There has been a great deal of talk recently about “Big Data.” So much focus and effort is being channeled today by companies large and small in acquiring technology, products, and services by which to collect and store Big Data. Yet very little effort is being placed on the methodologies, techniques, and rigors that are required in deriving bigger and better insights from that data. Yes, Big Data requires new technologies to be powered, and it has to be stored properly. But Big Data must also result in Big Thinking, to ensure that it is becomes more valuable than traditional data in informing important business decisions.
With the concept of “Big Data” so new, I am hearing stories about how its wealth is often times underutilized. I recently attended a Big Data and Cloud Connect Conference in Chicago. During one of the sessions, it was mentioned that a large bank recently acquired social media data (among the many unstructured data that is available,) invested in updated infrastructure, and came to the obvious conclusion that its customers don’t like fees. Target Marketing Magazine recently published an article on why “Big Data is Baloney!” The article spoke about massive data, high powered systems, and expensive technologies, that, in the end, simply boiled down to engagement metrics.
With the largest variety of sources, fastest velocity of refreshing capability, and truly robust technology that powers it, Big Data means nothing without the business value that can ultimately be drawn from it. With the explosion of different channels by which consumers today, on a global basis, can communicate and consume (the Internet; social media networks; personal surveys; smart technologies on phones/parking meters/electric grids/thermostats; etc.), elevating the understanding of an agency’s clients’ consumers has become not only possible but essential. This data helps to provide offerings that are designed around the real time needs of these consumers.
An agency’s “Data Science Team” members should fully support the use of the robust technology, intelligent tools, and smart resources that can speed up the outcomes that make a difference for agency clients. The mission of a successful agency’s Data Science team should be to enhance the business value inherently found in traditional data, and embellish that with the variety, volume, and velocity of the Big Data that is also available today.
Some goals that a Direct Response Agency should seek to answer in regard to their clients’ business needs are (1) to identify and quantify the influence of Direct Response Television Advertising (DRTV) on the digital channel; (2) to measure the multi-channel impact of DRTV; (3) to uncover the moment by moment sentiments and behaviors of consumers that can drive action, and (4) to mine new targeting opportunities exhibiting similar consumption and behavior patterns as the base target.
Are there challenges involved with Big Data? Of course. I would say that Time and Automation are two critical success factors to consider in the effective use of Big Data. To build the infrastructure and process of collecting and storing meaningful Big Data takes time and investment.
Challenges with Big Data can be summed up into two themes: Technical and Analytical. Agencies have to deal with the typical technical issues that most organizations have had to deal with coming from legacy systems. Data silos exist. On top of that, the need to marry Big Data with traditional data makes integration, standardization, and data cleansing twice as challenging. Processing speed and storage capacity can also become issues as well, if not for the emerging tools and technology today that make it possible to scale very quickly. Championing these technical issues is just a part of overcoming the bigger challenge.
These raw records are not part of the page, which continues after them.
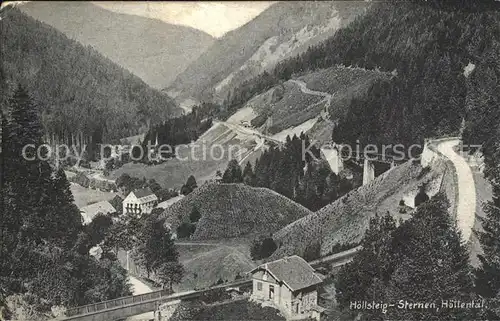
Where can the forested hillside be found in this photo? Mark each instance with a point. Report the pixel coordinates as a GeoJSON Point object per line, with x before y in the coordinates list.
{"type": "Point", "coordinates": [82, 95]}
{"type": "Point", "coordinates": [231, 210]}
{"type": "Point", "coordinates": [45, 261]}
{"type": "Point", "coordinates": [428, 46]}
{"type": "Point", "coordinates": [281, 31]}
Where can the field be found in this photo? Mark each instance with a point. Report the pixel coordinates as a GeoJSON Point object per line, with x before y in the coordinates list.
{"type": "Point", "coordinates": [484, 194]}
{"type": "Point", "coordinates": [85, 196]}
{"type": "Point", "coordinates": [206, 264]}
{"type": "Point", "coordinates": [234, 210]}
{"type": "Point", "coordinates": [345, 220]}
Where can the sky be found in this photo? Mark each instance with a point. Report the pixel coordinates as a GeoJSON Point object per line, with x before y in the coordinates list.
{"type": "Point", "coordinates": [212, 17]}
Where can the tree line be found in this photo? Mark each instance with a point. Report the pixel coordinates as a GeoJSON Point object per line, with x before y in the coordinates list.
{"type": "Point", "coordinates": [309, 182]}
{"type": "Point", "coordinates": [44, 257]}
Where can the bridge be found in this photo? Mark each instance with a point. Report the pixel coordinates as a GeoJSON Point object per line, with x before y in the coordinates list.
{"type": "Point", "coordinates": [121, 308]}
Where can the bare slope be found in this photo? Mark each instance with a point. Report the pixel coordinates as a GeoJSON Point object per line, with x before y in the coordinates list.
{"type": "Point", "coordinates": [233, 210]}
{"type": "Point", "coordinates": [323, 95]}
{"type": "Point", "coordinates": [152, 49]}
{"type": "Point", "coordinates": [214, 263]}
{"type": "Point", "coordinates": [346, 220]}
{"type": "Point", "coordinates": [281, 31]}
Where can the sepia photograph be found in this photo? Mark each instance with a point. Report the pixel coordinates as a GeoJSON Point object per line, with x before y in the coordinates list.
{"type": "Point", "coordinates": [250, 160]}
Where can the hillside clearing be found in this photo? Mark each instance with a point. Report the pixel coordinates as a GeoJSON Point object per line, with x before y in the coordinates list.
{"type": "Point", "coordinates": [345, 220]}
{"type": "Point", "coordinates": [234, 210]}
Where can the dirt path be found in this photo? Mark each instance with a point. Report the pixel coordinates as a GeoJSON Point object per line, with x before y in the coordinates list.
{"type": "Point", "coordinates": [466, 207]}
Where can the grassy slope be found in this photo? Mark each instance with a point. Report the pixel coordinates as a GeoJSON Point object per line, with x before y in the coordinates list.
{"type": "Point", "coordinates": [152, 49]}
{"type": "Point", "coordinates": [284, 21]}
{"type": "Point", "coordinates": [234, 210]}
{"type": "Point", "coordinates": [289, 106]}
{"type": "Point", "coordinates": [346, 219]}
{"type": "Point", "coordinates": [85, 196]}
{"type": "Point", "coordinates": [205, 265]}
{"type": "Point", "coordinates": [237, 310]}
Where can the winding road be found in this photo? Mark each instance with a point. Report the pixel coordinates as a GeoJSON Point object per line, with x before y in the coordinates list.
{"type": "Point", "coordinates": [466, 207]}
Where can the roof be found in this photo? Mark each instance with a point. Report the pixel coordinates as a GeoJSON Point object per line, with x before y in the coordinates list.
{"type": "Point", "coordinates": [294, 271]}
{"type": "Point", "coordinates": [90, 211]}
{"type": "Point", "coordinates": [169, 202]}
{"type": "Point", "coordinates": [143, 192]}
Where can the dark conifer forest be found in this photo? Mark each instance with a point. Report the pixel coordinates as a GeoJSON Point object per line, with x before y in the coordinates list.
{"type": "Point", "coordinates": [82, 96]}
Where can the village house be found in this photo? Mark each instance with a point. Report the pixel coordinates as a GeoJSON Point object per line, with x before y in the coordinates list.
{"type": "Point", "coordinates": [90, 211]}
{"type": "Point", "coordinates": [140, 201]}
{"type": "Point", "coordinates": [289, 284]}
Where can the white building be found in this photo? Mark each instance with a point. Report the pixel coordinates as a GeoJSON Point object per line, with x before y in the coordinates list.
{"type": "Point", "coordinates": [289, 284]}
{"type": "Point", "coordinates": [141, 201]}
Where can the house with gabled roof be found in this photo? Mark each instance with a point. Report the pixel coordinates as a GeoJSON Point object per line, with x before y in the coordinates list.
{"type": "Point", "coordinates": [140, 201]}
{"type": "Point", "coordinates": [290, 284]}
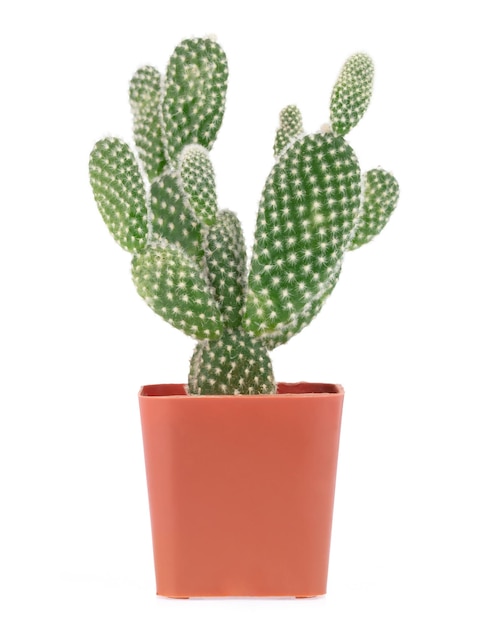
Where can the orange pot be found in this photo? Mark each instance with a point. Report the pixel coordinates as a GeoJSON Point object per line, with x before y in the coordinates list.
{"type": "Point", "coordinates": [241, 489]}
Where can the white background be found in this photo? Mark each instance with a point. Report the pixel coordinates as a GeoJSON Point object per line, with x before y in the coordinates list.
{"type": "Point", "coordinates": [404, 332]}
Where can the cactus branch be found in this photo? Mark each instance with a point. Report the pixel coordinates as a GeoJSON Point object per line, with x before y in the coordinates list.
{"type": "Point", "coordinates": [174, 287]}
{"type": "Point", "coordinates": [352, 93]}
{"type": "Point", "coordinates": [119, 192]}
{"type": "Point", "coordinates": [194, 96]}
{"type": "Point", "coordinates": [291, 127]}
{"type": "Point", "coordinates": [306, 219]}
{"type": "Point", "coordinates": [145, 99]}
{"type": "Point", "coordinates": [381, 192]}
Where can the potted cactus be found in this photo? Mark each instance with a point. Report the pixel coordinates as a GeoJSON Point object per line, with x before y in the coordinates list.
{"type": "Point", "coordinates": [240, 469]}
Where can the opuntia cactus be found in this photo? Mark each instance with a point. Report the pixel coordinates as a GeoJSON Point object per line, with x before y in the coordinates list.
{"type": "Point", "coordinates": [189, 260]}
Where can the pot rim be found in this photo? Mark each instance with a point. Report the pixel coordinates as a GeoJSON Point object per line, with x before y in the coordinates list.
{"type": "Point", "coordinates": [302, 388]}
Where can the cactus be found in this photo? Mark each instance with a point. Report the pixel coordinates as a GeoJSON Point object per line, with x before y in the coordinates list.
{"type": "Point", "coordinates": [189, 255]}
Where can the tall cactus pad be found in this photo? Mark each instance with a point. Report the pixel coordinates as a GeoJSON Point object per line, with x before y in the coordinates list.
{"type": "Point", "coordinates": [145, 99]}
{"type": "Point", "coordinates": [291, 127]}
{"type": "Point", "coordinates": [237, 363]}
{"type": "Point", "coordinates": [174, 287]}
{"type": "Point", "coordinates": [284, 333]}
{"type": "Point", "coordinates": [194, 97]}
{"type": "Point", "coordinates": [381, 192]}
{"type": "Point", "coordinates": [307, 216]}
{"type": "Point", "coordinates": [352, 93]}
{"type": "Point", "coordinates": [119, 192]}
{"type": "Point", "coordinates": [225, 257]}
{"type": "Point", "coordinates": [198, 182]}
{"type": "Point", "coordinates": [172, 218]}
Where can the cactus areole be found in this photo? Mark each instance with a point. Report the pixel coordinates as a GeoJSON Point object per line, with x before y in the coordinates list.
{"type": "Point", "coordinates": [189, 255]}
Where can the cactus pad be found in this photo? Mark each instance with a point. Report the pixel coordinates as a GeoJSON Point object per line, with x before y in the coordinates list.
{"type": "Point", "coordinates": [197, 179]}
{"type": "Point", "coordinates": [119, 192]}
{"type": "Point", "coordinates": [351, 93]}
{"type": "Point", "coordinates": [194, 96]}
{"type": "Point", "coordinates": [225, 257]}
{"type": "Point", "coordinates": [174, 287]}
{"type": "Point", "coordinates": [235, 364]}
{"type": "Point", "coordinates": [308, 213]}
{"type": "Point", "coordinates": [291, 127]}
{"type": "Point", "coordinates": [381, 192]}
{"type": "Point", "coordinates": [145, 99]}
{"type": "Point", "coordinates": [172, 218]}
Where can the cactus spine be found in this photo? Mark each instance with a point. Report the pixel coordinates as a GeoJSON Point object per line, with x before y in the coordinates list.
{"type": "Point", "coordinates": [189, 260]}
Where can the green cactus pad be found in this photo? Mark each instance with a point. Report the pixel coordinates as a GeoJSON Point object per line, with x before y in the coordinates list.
{"type": "Point", "coordinates": [235, 364]}
{"type": "Point", "coordinates": [302, 319]}
{"type": "Point", "coordinates": [352, 93]}
{"type": "Point", "coordinates": [195, 367]}
{"type": "Point", "coordinates": [291, 127]}
{"type": "Point", "coordinates": [119, 192]}
{"type": "Point", "coordinates": [146, 99]}
{"type": "Point", "coordinates": [194, 95]}
{"type": "Point", "coordinates": [171, 217]}
{"type": "Point", "coordinates": [197, 179]}
{"type": "Point", "coordinates": [381, 192]}
{"type": "Point", "coordinates": [307, 216]}
{"type": "Point", "coordinates": [225, 257]}
{"type": "Point", "coordinates": [174, 287]}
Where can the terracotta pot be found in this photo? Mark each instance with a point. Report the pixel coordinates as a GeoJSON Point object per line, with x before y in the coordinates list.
{"type": "Point", "coordinates": [241, 489]}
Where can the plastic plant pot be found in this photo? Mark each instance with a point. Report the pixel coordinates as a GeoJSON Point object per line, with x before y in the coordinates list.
{"type": "Point", "coordinates": [241, 489]}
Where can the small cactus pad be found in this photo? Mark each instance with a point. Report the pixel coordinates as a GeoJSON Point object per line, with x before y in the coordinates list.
{"type": "Point", "coordinates": [225, 257]}
{"type": "Point", "coordinates": [119, 192]}
{"type": "Point", "coordinates": [307, 215]}
{"type": "Point", "coordinates": [145, 99]}
{"type": "Point", "coordinates": [174, 287]}
{"type": "Point", "coordinates": [172, 218]}
{"type": "Point", "coordinates": [291, 127]}
{"type": "Point", "coordinates": [195, 363]}
{"type": "Point", "coordinates": [352, 93]}
{"type": "Point", "coordinates": [198, 182]}
{"type": "Point", "coordinates": [236, 363]}
{"type": "Point", "coordinates": [381, 192]}
{"type": "Point", "coordinates": [194, 96]}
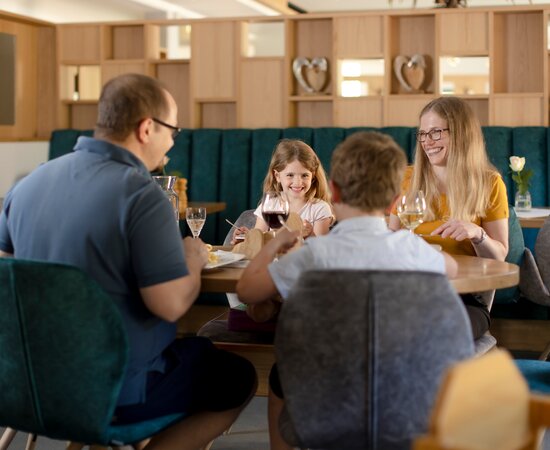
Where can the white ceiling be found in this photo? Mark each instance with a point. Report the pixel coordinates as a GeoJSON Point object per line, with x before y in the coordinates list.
{"type": "Point", "coordinates": [60, 11]}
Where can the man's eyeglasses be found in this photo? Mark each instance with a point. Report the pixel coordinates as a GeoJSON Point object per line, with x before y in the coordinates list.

In my opinion, the biggest challenge today is in finding added value from these new data sets, in order for Big Data to have business significance and impact. Two things became crucial for an agency’s Data Science Team members to achieve: (1) they need to define new metrics, create new dimensions of attributes, and re-state business benchmarks, through the integrated lens of the old/traditional data, and the new, Big Data; and (2) the new data sets have to be converted in an analytical format that data scientists can explore, to uncover hidden patterns and find correlation to the current state of the business, while guided by the integrated lens of success measurements.
An advertising agency’s data development and implementation philosophy should be simple. An agency should move quickly to identify and leverage emerging data trends to better its clients’ ROMI without delay. This approach can have two phases: Phase 1 – acquire the data, prototype rapidly, analyze quickly and socialize the business value; and, Phase 2 – develop the automation, and test and implement horizontally, while planning for future vertical enhancements.
The results of data innovation and expertise in analytics are services that a modern agency must offer to its clients as part of its campaign planning and execution. Data Science Team members should be proud of the enhanced insights they are able to produce for clients. This forward movement will ultimately translate into organic growth and new opportunities for both existing and prospective new clients.
In conclusion, data today, Big or Small, robust technology, and analytics rigors have to intersect to create Big Business Impact. Only then can our industry truly say that “Big Data Equals Big Thinking!”
Tina Wisner is director of data science and analytics at Hawthorne Direct.